The Winter Olympics in Vancouver are now well underway; the question of athletic doping in sports inevitably will be addressed and revisited. It is important to realize that this is by no means a new issue although methods of detecting doping and the various methodologies for doping have now changed dramatically over the years.
In the simplest terms, doping is any extreme substance added to a regimen, an athlete’s diet or in the case of blood doping, to their physiological system in an attempt to enhance performance. Organized sports in general and the Olympics in particular take issue with these techniques because they are unethical and they represent cheating. In addition, medical doctors, such as myself, who have dealt with sports medicine for many years, are concerned about the health implications of doping, particularly in young athletes.

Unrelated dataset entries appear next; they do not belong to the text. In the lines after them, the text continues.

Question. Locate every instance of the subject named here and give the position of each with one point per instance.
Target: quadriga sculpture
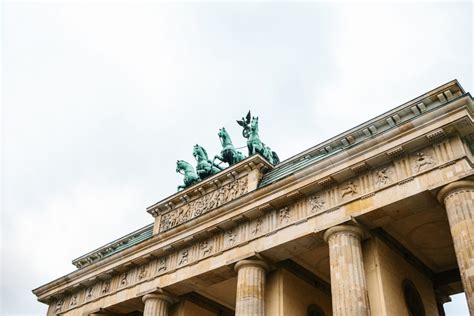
(205, 167)
(254, 144)
(228, 153)
(190, 176)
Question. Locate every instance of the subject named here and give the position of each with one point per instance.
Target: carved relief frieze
(205, 248)
(106, 287)
(142, 272)
(89, 293)
(230, 237)
(316, 202)
(123, 280)
(183, 257)
(73, 301)
(256, 226)
(383, 176)
(284, 216)
(161, 267)
(330, 198)
(59, 305)
(422, 161)
(203, 204)
(349, 189)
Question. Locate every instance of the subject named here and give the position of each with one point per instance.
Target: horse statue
(254, 144)
(190, 176)
(228, 153)
(205, 167)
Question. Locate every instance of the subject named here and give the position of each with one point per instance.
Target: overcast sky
(99, 101)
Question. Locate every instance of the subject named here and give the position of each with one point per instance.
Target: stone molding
(159, 296)
(204, 204)
(454, 187)
(345, 229)
(329, 199)
(253, 263)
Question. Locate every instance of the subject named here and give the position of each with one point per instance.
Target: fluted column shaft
(156, 304)
(250, 300)
(458, 198)
(348, 284)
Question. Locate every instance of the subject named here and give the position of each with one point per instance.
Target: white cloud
(100, 101)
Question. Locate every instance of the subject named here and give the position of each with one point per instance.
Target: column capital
(253, 263)
(351, 229)
(159, 297)
(452, 187)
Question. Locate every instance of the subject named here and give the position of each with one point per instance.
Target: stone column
(348, 284)
(156, 304)
(458, 198)
(250, 300)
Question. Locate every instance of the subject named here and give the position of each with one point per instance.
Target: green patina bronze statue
(205, 167)
(228, 153)
(190, 176)
(254, 144)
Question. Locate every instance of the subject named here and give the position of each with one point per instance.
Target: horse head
(199, 153)
(182, 165)
(254, 125)
(222, 132)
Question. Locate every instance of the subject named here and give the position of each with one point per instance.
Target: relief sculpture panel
(204, 204)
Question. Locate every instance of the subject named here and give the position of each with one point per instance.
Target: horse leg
(219, 158)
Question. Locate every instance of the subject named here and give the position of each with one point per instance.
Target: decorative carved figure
(228, 153)
(161, 264)
(205, 168)
(284, 215)
(422, 160)
(254, 144)
(89, 292)
(316, 202)
(184, 257)
(59, 305)
(231, 236)
(123, 279)
(190, 176)
(203, 204)
(73, 300)
(206, 248)
(106, 287)
(350, 188)
(142, 272)
(258, 226)
(383, 176)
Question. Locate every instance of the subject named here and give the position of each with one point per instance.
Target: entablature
(400, 148)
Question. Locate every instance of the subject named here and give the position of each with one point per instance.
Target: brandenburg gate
(378, 220)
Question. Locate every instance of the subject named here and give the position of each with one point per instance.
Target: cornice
(317, 174)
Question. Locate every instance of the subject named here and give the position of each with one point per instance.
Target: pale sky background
(100, 100)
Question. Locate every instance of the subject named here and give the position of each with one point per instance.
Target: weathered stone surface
(348, 284)
(458, 198)
(250, 288)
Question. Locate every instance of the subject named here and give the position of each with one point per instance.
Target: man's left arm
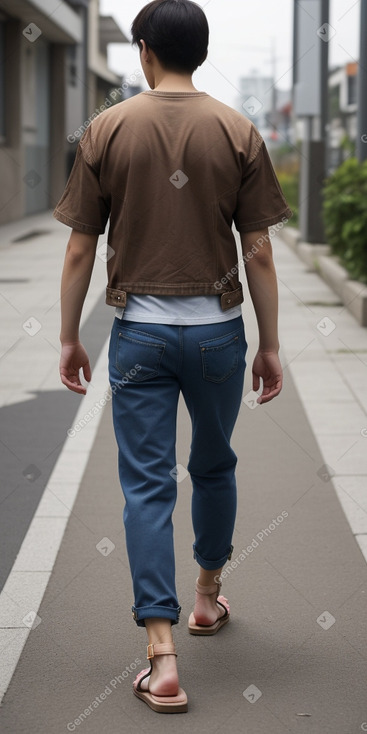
(77, 271)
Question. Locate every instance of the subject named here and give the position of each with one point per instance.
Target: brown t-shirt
(173, 171)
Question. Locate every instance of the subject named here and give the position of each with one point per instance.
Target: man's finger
(87, 372)
(73, 386)
(255, 382)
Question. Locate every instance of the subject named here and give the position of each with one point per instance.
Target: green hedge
(345, 216)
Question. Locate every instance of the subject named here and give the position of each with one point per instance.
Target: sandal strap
(161, 648)
(207, 590)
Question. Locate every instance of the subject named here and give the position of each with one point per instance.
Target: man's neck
(170, 82)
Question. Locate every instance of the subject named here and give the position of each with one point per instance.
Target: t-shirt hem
(253, 226)
(79, 226)
(177, 321)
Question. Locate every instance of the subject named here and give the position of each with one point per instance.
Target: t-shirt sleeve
(82, 205)
(260, 201)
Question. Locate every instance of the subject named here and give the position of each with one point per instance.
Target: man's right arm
(262, 283)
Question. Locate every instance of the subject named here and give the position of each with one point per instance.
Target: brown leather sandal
(162, 704)
(209, 629)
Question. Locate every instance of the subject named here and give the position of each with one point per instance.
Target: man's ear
(144, 50)
(204, 58)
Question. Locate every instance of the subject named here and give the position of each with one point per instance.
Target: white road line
(21, 597)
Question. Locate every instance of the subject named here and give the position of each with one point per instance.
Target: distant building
(268, 108)
(53, 77)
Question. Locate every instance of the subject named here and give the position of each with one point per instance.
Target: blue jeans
(149, 364)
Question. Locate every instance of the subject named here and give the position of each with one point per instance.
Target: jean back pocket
(220, 356)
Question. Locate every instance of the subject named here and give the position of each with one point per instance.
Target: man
(173, 168)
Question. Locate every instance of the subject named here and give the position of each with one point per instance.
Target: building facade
(53, 76)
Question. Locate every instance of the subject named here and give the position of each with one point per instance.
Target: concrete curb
(352, 293)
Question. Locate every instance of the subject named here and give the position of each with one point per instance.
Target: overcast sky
(242, 35)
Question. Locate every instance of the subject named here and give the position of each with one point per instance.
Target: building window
(2, 82)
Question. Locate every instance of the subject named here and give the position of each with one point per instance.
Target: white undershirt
(177, 310)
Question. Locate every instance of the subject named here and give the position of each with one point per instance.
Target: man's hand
(73, 358)
(267, 365)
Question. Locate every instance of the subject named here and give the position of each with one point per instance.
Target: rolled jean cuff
(212, 565)
(142, 613)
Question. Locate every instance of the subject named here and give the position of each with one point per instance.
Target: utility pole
(362, 88)
(312, 33)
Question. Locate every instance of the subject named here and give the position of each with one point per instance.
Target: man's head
(176, 31)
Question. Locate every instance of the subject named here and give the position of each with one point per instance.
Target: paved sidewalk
(297, 584)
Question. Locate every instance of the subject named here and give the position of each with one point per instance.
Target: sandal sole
(159, 707)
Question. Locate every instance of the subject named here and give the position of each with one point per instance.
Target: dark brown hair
(176, 31)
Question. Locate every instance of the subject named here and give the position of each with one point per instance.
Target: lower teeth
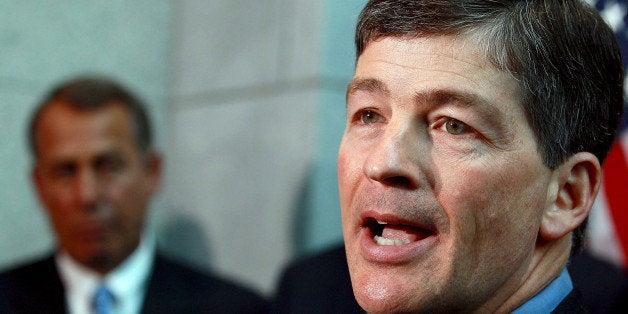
(386, 241)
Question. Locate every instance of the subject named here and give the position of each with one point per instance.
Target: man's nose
(395, 159)
(87, 187)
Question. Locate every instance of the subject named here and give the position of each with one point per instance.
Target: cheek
(494, 205)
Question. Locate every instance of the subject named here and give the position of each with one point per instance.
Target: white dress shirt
(128, 282)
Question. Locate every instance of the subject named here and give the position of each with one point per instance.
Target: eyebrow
(367, 85)
(438, 97)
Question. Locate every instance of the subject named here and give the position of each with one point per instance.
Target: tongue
(401, 232)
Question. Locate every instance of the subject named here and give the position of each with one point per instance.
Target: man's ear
(574, 187)
(153, 170)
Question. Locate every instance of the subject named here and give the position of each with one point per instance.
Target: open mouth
(392, 234)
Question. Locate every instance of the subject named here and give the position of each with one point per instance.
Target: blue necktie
(104, 301)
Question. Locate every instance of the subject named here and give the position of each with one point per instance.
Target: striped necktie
(104, 301)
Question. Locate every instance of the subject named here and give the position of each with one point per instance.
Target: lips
(391, 239)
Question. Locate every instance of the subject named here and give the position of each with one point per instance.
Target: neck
(547, 262)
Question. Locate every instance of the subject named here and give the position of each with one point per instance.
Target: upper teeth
(387, 241)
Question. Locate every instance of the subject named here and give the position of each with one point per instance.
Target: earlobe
(575, 184)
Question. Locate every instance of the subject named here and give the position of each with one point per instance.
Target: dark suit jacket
(321, 284)
(172, 288)
(318, 284)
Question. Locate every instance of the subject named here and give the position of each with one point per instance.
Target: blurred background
(247, 100)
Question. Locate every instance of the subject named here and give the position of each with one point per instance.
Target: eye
(456, 127)
(369, 116)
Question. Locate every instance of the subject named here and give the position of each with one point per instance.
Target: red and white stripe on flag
(608, 221)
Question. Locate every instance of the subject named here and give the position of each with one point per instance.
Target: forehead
(426, 64)
(64, 130)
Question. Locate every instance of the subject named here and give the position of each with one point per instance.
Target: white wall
(243, 119)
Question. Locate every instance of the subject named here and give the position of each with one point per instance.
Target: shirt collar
(550, 297)
(127, 281)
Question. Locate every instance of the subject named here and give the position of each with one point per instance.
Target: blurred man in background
(95, 171)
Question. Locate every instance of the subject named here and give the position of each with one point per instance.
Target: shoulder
(186, 289)
(32, 272)
(318, 283)
(571, 304)
(33, 287)
(328, 265)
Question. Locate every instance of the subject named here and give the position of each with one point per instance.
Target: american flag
(608, 225)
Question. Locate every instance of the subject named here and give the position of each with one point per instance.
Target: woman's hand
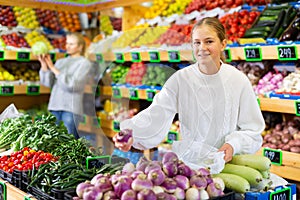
(123, 146)
(228, 150)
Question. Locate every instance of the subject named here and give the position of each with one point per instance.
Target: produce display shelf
(15, 193)
(268, 52)
(290, 168)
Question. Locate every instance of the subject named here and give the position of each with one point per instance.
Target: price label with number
(116, 92)
(150, 94)
(252, 53)
(3, 191)
(281, 194)
(154, 56)
(172, 136)
(7, 90)
(135, 57)
(23, 56)
(116, 126)
(274, 155)
(134, 94)
(99, 57)
(119, 57)
(287, 53)
(174, 56)
(227, 55)
(32, 89)
(2, 55)
(97, 162)
(53, 57)
(116, 159)
(96, 122)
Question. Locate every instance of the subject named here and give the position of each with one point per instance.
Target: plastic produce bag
(198, 155)
(10, 112)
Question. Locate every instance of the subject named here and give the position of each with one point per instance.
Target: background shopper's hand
(228, 150)
(123, 146)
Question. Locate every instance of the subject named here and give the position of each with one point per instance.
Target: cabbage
(39, 48)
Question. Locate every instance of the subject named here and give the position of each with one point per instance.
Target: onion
(170, 168)
(157, 176)
(128, 168)
(192, 194)
(170, 157)
(220, 182)
(124, 135)
(179, 193)
(129, 195)
(81, 187)
(198, 181)
(122, 184)
(182, 182)
(169, 185)
(141, 183)
(214, 190)
(92, 193)
(184, 170)
(110, 195)
(146, 194)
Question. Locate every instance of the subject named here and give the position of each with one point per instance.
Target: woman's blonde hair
(80, 41)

It is important to realize that this is not a new problem. Doping has probably been around as long as there have been athletic competitions. The world first became aware of doping during the cycling events in the late 19th century in which competitive cyclists were taking substances ranging from caffeine to ether to cyanide. A number of drug related deaths resulted in outcry at that time and set the stage for doping detection.

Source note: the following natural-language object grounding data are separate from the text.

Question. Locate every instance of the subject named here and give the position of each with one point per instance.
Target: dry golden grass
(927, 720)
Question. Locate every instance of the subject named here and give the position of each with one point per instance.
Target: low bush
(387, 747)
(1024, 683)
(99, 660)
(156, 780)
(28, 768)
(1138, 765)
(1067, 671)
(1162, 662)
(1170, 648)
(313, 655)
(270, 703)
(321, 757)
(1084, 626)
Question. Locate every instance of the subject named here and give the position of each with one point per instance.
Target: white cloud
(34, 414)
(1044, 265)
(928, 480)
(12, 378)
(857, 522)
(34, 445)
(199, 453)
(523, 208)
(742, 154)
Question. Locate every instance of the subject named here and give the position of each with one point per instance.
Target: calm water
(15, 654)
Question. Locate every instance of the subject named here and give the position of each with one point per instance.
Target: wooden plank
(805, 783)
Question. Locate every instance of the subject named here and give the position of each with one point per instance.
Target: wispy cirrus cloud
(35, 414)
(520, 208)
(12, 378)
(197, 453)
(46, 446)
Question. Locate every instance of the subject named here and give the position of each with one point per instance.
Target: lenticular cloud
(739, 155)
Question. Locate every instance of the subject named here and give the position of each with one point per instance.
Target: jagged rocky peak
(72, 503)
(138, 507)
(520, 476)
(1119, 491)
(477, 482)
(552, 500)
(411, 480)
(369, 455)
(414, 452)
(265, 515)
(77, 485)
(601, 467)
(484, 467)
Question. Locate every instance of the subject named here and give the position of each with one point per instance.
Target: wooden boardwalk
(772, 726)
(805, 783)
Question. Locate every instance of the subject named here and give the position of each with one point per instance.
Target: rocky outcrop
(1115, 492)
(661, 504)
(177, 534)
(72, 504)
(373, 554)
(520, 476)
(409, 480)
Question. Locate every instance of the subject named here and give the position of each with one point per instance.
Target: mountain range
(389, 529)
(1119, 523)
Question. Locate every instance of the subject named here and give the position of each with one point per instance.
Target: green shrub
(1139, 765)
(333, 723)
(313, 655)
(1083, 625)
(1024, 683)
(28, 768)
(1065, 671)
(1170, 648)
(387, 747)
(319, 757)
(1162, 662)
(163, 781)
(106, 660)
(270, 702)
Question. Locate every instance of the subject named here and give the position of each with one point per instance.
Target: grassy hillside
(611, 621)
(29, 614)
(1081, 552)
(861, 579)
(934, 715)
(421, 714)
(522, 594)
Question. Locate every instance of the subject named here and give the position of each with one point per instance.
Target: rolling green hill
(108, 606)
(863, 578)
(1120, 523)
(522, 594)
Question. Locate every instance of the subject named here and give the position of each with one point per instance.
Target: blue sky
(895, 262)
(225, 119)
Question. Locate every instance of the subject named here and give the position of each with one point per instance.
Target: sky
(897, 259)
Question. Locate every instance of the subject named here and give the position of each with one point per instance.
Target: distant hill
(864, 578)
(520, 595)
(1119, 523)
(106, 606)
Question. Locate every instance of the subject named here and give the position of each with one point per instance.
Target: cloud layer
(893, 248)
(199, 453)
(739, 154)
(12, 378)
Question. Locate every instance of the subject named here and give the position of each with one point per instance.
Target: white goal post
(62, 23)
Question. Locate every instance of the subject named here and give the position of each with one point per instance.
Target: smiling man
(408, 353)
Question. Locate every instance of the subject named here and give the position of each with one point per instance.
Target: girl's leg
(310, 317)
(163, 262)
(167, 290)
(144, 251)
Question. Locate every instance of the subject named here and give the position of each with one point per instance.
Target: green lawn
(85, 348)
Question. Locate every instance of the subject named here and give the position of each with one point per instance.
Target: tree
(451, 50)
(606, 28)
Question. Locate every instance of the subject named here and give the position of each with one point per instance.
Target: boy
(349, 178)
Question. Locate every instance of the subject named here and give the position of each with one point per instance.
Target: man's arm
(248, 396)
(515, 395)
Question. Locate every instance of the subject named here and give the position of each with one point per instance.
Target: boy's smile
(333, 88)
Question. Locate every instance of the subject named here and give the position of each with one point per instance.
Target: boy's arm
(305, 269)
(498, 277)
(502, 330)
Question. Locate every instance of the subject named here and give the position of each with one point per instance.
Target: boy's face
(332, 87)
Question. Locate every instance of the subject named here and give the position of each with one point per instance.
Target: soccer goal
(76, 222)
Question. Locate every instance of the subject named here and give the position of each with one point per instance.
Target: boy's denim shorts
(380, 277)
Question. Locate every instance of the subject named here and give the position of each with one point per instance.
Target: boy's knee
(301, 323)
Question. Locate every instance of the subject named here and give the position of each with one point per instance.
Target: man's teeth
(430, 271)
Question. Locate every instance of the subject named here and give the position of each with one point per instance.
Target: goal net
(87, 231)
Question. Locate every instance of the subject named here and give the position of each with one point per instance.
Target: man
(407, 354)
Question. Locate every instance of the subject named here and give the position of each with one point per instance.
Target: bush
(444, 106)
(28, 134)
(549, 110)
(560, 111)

The Olympic movement first began to systematically test for doping in the 1968 Olympics. It has now become an intrinsic part of any major sports competition. In addition to Olympic athletes, professional athletes ranging from football, baseball, tennis and rugby are now systematically tested in an attempt to rule out these methods which not only are cheating but they are so often unhealthy and unsafe.

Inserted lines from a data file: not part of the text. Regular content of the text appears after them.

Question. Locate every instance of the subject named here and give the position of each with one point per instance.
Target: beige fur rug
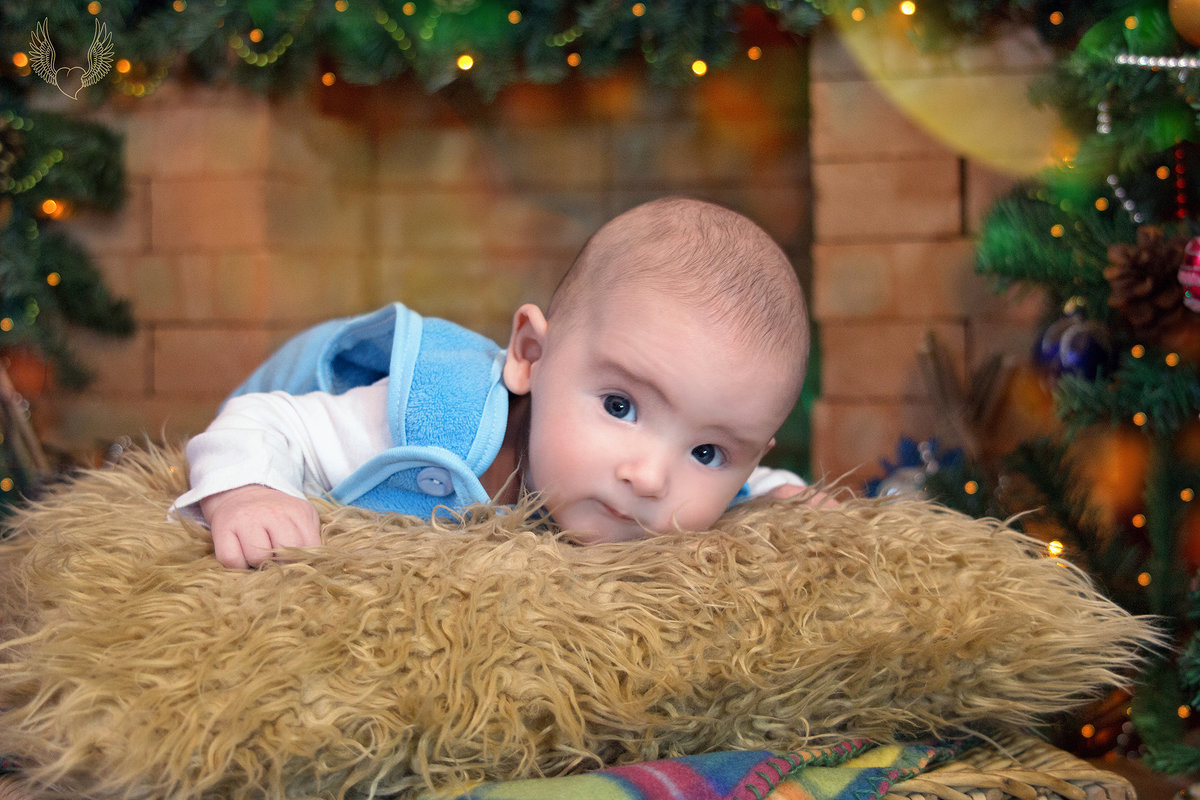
(403, 656)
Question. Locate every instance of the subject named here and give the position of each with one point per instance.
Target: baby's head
(670, 355)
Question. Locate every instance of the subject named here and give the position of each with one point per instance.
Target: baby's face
(643, 419)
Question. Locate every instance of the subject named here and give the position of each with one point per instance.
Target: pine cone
(1144, 283)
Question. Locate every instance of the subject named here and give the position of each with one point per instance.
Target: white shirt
(305, 445)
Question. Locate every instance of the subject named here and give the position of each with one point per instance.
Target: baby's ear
(526, 347)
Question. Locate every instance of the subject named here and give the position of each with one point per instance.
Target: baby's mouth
(616, 513)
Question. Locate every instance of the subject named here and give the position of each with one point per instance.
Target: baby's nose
(645, 474)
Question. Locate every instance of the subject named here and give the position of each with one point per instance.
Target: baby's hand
(819, 499)
(251, 521)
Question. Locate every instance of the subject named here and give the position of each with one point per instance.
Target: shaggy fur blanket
(405, 655)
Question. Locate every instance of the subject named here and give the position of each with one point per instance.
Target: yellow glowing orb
(976, 110)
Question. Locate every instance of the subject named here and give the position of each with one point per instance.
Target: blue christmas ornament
(1074, 346)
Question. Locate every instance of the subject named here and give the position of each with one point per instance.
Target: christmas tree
(1110, 238)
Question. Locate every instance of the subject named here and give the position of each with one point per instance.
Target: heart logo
(70, 80)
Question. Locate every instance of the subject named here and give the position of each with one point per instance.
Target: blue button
(435, 481)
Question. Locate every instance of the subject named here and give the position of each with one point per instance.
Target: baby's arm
(252, 468)
(780, 483)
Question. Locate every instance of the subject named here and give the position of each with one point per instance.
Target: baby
(640, 402)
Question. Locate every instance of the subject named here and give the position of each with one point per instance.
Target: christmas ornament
(1186, 19)
(1074, 346)
(1144, 283)
(1189, 274)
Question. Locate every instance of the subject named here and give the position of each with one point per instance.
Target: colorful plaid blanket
(850, 770)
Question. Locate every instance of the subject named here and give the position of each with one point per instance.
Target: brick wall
(249, 218)
(895, 210)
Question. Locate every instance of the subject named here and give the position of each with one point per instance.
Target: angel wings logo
(71, 80)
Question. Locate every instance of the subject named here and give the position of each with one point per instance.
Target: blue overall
(447, 404)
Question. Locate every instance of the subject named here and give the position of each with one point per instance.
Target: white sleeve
(765, 479)
(299, 444)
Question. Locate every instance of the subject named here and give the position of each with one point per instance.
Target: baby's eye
(619, 407)
(708, 455)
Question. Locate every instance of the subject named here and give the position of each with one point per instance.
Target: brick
(241, 284)
(205, 361)
(850, 438)
(120, 365)
(307, 287)
(208, 215)
(155, 287)
(898, 281)
(317, 149)
(899, 199)
(316, 216)
(579, 156)
(199, 138)
(441, 157)
(853, 120)
(877, 360)
(84, 425)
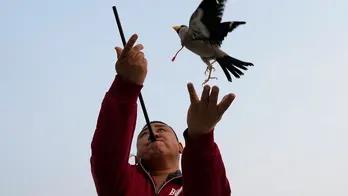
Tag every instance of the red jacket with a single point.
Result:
(202, 166)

As a physicians dealing with young athletes, one of our major concerns is that the young athletes, hearing of the elite athletes taking performance enhancing substances, might be tempted to emulate them. In particular, we are greatly concerned about the use of anabolic steroids in young athletes. These can be dangerous for a number of different reasons including their effect upon the cardiovascular system, the actual muscles and tendons themselves and on the liver.
In addition, in the growing child they may affect growth and actually tend to repress growth. Fortunately or unfortunately, testing in junior athletes is rare. For one thing, the cost would be prohibitive and no one knows for sure the extent of the problem. I believe the best way we can help prevent this behavior is to combine the efforts of sports physicians, athletic trainers, coaches and parents to diligently watch for signs of anabolic steroid use and to counsel against them at every level.